ICE out

I cannot enunciate more completely the simplicity of this sentiment. Get the masked, incompetent, and unaccountable state police off our streets, off the payrolls, into court rooms, and in community reconciliation. Recently listening to a podcast, a therapist made the point that one cannot fix systemic oppression individually.

One cannot individually practice enough wellness strategies to end the stress of being profiled, assaulted on the street and in one’s home, pulled from one’s car, snatched off of a plane en route to one’s family, locked for months in an overcrowded facility not designed for human habitation, or murdered by uniformed slave catchers claiming a moral righteousness as they enact inhumanities upon us and in witness of us with the backing of the arsenal of the United States.
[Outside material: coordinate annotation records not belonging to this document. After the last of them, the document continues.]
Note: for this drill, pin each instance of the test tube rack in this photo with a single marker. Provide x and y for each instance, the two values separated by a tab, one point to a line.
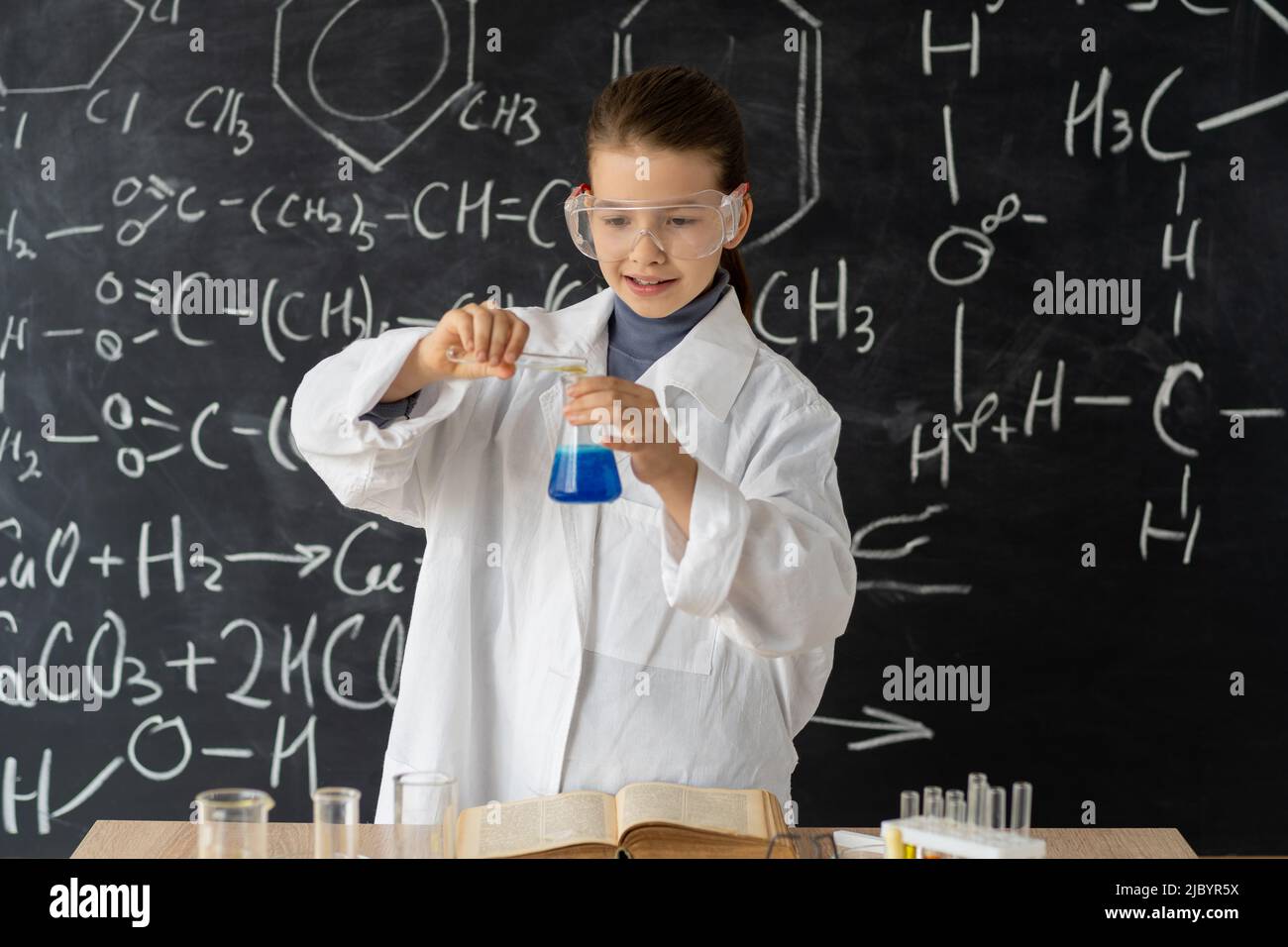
965	840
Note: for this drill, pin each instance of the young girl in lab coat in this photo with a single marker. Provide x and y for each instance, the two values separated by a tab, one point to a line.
682	633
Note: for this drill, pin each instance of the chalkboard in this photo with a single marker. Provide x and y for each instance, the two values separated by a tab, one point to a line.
918	169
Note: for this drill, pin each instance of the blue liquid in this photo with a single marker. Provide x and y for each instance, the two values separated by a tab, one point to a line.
587	474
The best one can do with individual therapy, in my view, is recognize where individual agency ends and collective action begins. Ultimately, the goal of any therapy would be a well-adjusted individual in a supportive environment free of chronic violence and full of guarantees for our universal human rights.

Thus, I must speak up, “ICE Out!” Sometimes the most important boundary to set is “¡Ya Basta!” or “Enough Already!” We do not have to know the solution to declare that this violence must end now. We are all humans and deserve dignity, compassion, and safety regardless of who we are, where we are from, and why we are in our current circumstance. The somatic experience of this moment should be unsettling because it is breaking the web of life and community that makes us whole, capable, and loving individuals. The somatic experience of wholeness is the right of all humans.